First, Barack Obama's interview with Al Arabiya TV is a huge deal, and offers (or threatens, depending on your point of view) a hug change in the direction of American policy toward the Middle East. For Obama to say...

But if you look at the track record, as you say, America was not born as a colonial power, and that the same respect and partnership that America had with the Muslim world as recently as 20 or 30 years ago, there's no reason why we can't restore that. And that I think is going to be an important task.

...is to signal a huge change in and of itself. After all, the Bush administration had routinely scorned the previous decades of America ME policy preceding its own tenure, as examples of what not to do. And now Obama is calling the period dominated by Henry Kissinger, Jimmy Carter and Ronald Reagan, in effect, the good old days.

Of course, just because the President says it, doesn't mean that it, whatever "it" is, always gets filtered down through the bureaucracy. As Harry Truman observed about presidential power to historian Richard Neustadt, Dwight Eisenhower would find it tough in the White House:

He'll say, "Do this!
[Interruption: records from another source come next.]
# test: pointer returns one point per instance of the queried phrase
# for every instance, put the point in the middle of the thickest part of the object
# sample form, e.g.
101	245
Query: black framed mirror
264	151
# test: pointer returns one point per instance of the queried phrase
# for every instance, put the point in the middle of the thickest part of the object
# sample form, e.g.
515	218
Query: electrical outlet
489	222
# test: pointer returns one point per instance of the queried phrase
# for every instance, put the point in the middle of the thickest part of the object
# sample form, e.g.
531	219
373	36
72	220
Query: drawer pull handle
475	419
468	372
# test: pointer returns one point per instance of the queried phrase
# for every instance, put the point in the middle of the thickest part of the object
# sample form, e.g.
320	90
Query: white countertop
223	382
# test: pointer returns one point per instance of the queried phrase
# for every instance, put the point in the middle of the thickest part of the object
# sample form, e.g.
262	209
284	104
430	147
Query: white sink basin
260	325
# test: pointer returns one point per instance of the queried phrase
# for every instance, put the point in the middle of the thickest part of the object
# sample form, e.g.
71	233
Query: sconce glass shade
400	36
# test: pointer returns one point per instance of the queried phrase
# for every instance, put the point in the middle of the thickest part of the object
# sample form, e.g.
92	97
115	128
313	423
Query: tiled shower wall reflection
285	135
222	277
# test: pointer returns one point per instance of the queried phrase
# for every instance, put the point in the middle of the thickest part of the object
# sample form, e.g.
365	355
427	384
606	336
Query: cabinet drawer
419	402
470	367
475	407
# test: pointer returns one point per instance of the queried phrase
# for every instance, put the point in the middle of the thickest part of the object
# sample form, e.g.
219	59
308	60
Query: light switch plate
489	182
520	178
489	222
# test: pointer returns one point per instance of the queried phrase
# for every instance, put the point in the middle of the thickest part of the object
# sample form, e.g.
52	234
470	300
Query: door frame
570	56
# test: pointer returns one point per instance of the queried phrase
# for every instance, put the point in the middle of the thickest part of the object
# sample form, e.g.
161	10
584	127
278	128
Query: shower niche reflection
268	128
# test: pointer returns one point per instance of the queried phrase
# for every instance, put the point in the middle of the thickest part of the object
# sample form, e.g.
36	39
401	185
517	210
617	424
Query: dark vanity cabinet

Do that!" And nothing will happen. Poor Ike--it won't be a bit like the Army. He'll find it very frustrating.

Eisenhower, of course, proved to be an effective president, although he was hardly a game-changer, especially on the domestic front, where he was content to keep on keeping on with the New Deal and even Truman's Fair Deal.

But that excursion into presidential power aside, the Business As Usual Index focuses on domestic and economic issues, especially as they relate to the way that government works.

And so, second, and more pertinent to the BAUI, we should all be very curious to see what sort of reception Phil Longman, my colleague at the New America Foundation, gets for this visionary infrastructure proposal, "steel wheels," which he will discussing in testimony on Capitol Hill tomorrow.

Phil's proposal--in a nutshell, putting trucks on trains--would save energy, reduce pollution, and create jobs. It's exactly the sort of new idea that any government official should be looking for (even if, obviously, it is based on old ideas, ideas that are already working elsewhere in the world; the picture above is from Switzerland).

Are the Democrats up for it? Are the Republicans? If they are, that will be real change. Stand by.